Pfizer said Monday it had agreed to buy Anacor Pharmaceuticals for about $5.2 billion, strengthening its drug portfolio with an experimental treatment for eczema.
Anacor’s non-steroidal topical gel, crisaborole, is currently under review by the U.S. Food and Drug Administration for the treatment of mild to moderate eczema, also known as atopic dermatitis.
Pfizer will pay $99.25 per share for Anacor, a 55% premium to its closing price on Friday. The stock rose above the offer price, to $100.49, in trading Monday.
“We believe the acquisition of Anacor represents an attractive opportunity to address a significant unmet medical need for a large patient population with mild-to-moderate atopic dermatitis, which currently has few safe topical treatments available,” Albert Bourla, a group president for Pfizer, said in a news release.
“Crisaborole … has the potential to be an important first-line treatment option for these patients and the physicians who treat them,” he added.
Pfizer predicted that, if the FDA approves crisaborole, peak year sales for the treatment could reach or exceed $2 billion. No new molecules for eczema, a condition that affects 18 million to 25 million people in the U.S., have been approved in the past 15 years.
According to Reuters, the deal suggests Pfizer is adjusting its acquisition strategy after scrapping its $160 billion bid for Allergan, shifting from lowering taxes to “strengthening its drugs portfolio ahead of a decision on selling or spinning off its generic medicines business by late 2016.”
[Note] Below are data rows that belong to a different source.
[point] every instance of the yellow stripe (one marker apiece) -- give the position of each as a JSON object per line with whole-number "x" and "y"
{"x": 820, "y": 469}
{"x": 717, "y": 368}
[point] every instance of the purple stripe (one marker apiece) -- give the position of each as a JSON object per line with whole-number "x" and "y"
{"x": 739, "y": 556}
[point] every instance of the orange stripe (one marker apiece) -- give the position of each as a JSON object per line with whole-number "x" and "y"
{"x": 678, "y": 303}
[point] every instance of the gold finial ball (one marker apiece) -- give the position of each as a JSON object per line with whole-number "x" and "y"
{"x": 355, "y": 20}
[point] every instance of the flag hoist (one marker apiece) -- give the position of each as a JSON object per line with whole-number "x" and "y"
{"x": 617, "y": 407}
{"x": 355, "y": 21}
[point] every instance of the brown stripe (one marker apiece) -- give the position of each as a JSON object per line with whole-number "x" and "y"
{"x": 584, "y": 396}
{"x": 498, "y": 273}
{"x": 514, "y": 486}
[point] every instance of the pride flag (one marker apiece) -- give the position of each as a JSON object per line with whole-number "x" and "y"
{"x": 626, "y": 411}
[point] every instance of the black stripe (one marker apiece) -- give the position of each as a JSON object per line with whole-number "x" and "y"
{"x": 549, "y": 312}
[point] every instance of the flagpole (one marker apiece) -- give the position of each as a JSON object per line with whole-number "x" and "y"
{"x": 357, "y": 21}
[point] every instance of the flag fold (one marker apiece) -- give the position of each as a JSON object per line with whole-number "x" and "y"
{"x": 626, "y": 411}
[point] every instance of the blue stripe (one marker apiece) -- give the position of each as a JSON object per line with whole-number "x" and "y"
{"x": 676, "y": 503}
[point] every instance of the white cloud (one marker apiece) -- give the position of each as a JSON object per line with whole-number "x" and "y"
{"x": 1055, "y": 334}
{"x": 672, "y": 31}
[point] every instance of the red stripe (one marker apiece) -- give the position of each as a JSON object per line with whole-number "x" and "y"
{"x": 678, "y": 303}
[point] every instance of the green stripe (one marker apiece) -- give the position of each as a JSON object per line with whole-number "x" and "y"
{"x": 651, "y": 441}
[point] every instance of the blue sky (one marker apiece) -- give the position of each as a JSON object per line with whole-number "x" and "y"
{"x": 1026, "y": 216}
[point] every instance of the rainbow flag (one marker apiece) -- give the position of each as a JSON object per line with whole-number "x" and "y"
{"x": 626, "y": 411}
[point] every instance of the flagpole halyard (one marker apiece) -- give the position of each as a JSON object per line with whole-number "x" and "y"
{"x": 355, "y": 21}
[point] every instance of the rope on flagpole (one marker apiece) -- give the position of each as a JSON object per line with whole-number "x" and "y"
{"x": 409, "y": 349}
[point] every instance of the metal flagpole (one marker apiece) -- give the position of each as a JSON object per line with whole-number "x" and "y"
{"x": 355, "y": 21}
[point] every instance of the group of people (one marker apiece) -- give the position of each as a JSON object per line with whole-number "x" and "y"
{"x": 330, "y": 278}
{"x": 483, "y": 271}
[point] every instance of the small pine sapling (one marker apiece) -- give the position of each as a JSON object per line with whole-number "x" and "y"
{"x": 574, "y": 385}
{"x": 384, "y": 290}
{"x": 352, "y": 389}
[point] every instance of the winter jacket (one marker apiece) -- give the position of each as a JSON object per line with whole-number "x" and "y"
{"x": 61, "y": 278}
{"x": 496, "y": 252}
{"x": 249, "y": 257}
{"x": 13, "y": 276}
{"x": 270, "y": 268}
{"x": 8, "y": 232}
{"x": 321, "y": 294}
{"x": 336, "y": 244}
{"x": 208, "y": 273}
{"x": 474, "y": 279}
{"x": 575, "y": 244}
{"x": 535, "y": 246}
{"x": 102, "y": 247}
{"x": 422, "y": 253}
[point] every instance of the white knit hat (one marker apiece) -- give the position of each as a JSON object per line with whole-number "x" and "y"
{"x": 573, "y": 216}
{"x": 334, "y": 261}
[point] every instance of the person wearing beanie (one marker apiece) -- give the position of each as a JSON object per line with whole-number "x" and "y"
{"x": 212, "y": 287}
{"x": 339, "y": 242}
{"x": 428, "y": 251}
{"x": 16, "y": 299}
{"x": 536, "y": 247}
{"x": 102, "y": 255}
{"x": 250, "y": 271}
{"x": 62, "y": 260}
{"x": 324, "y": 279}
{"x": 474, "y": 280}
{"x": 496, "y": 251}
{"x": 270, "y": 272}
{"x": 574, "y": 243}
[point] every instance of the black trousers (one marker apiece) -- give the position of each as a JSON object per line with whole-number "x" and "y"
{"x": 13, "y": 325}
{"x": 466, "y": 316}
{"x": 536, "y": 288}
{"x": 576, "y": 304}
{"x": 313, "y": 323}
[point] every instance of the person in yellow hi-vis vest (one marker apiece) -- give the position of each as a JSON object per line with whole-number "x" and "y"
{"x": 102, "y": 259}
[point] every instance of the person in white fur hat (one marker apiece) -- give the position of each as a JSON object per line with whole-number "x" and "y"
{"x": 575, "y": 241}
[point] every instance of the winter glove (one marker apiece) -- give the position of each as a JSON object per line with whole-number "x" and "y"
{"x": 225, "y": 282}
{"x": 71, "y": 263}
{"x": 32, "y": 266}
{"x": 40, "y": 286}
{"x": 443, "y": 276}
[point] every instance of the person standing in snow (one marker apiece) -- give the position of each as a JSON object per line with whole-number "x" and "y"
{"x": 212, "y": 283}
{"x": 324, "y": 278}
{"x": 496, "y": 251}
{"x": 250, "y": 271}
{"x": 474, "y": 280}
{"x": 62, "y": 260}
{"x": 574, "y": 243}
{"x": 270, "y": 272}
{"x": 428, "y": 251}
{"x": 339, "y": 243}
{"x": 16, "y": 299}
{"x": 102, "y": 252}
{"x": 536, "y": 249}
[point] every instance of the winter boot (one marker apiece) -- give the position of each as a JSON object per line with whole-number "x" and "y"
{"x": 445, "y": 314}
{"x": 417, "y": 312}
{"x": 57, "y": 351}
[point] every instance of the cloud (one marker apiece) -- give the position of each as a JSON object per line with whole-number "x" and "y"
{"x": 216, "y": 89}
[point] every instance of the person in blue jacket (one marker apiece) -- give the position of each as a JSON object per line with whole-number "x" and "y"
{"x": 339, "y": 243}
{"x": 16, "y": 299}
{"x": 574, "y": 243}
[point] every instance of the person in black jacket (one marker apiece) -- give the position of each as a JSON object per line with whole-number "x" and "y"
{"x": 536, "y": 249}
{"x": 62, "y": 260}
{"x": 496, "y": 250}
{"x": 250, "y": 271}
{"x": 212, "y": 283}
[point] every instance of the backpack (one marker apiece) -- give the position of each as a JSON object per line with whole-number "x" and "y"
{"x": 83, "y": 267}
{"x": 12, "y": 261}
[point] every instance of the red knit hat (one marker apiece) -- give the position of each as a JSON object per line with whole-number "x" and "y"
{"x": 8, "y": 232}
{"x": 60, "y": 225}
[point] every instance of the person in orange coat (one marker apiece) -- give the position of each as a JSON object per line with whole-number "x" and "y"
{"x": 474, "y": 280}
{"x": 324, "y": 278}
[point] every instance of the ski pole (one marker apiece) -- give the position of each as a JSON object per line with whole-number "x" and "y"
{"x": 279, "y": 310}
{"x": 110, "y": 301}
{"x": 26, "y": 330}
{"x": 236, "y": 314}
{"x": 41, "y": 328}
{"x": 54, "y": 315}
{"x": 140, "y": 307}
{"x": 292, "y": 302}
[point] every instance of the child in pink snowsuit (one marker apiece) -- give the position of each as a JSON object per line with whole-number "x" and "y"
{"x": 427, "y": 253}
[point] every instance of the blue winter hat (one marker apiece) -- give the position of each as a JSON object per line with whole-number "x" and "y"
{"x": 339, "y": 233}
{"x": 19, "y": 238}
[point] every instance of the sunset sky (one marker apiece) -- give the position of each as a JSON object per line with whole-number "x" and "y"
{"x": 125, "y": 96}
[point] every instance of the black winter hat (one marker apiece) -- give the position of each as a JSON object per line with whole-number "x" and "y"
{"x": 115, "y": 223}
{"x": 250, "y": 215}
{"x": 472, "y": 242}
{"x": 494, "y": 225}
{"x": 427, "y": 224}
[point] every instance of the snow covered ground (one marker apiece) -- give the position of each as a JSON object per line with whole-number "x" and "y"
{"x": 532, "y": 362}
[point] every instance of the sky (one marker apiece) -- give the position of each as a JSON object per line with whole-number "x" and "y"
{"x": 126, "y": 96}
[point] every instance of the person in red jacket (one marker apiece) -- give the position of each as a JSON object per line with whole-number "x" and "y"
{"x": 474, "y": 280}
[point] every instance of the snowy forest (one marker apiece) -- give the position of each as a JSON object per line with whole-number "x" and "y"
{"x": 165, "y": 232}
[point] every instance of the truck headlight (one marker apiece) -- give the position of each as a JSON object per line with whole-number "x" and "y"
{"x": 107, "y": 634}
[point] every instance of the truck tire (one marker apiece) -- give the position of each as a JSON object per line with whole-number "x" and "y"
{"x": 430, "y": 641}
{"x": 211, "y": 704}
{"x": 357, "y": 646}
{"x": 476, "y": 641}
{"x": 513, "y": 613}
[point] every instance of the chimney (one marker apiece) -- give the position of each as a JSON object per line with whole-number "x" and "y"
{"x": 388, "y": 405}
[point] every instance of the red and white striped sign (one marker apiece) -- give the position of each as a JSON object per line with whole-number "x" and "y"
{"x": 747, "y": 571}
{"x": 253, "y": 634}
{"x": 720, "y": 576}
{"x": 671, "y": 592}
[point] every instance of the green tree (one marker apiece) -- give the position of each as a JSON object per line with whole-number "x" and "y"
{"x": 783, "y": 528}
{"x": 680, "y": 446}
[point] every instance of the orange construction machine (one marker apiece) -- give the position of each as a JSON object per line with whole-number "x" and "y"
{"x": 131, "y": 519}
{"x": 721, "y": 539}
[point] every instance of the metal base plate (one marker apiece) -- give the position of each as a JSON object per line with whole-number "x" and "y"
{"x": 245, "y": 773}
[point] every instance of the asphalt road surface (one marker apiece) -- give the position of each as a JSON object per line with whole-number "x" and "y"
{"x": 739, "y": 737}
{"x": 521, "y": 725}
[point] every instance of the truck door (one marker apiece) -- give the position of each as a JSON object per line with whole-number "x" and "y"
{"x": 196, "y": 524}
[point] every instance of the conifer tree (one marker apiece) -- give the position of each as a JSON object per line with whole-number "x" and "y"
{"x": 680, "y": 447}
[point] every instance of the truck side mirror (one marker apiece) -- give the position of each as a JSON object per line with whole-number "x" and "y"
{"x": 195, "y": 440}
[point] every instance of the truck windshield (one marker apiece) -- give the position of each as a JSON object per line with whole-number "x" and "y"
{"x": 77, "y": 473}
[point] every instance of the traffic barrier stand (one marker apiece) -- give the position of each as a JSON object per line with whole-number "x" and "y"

“The recent pullback in valuations of biotech firms could stimulate Pfizer’s appetite for deals,” Reuters said, adding that the company is also reported to be in talks to buy cancer drug maker Medivation.
Pfizer’s current inflammation and immunology drugs portfolio includes Enbrel and Xeljanz. Anacor also owns the rights to Kerydin, a topical treatment for toenail fungus that is distributed by Sandoz in the U.S.
“We have a deep respect for Pfizer, and it is clear that they share our commitment to addressing the significant unmet medical needs in inflammatory disease,” Anacor CEO Paul L. Berns said.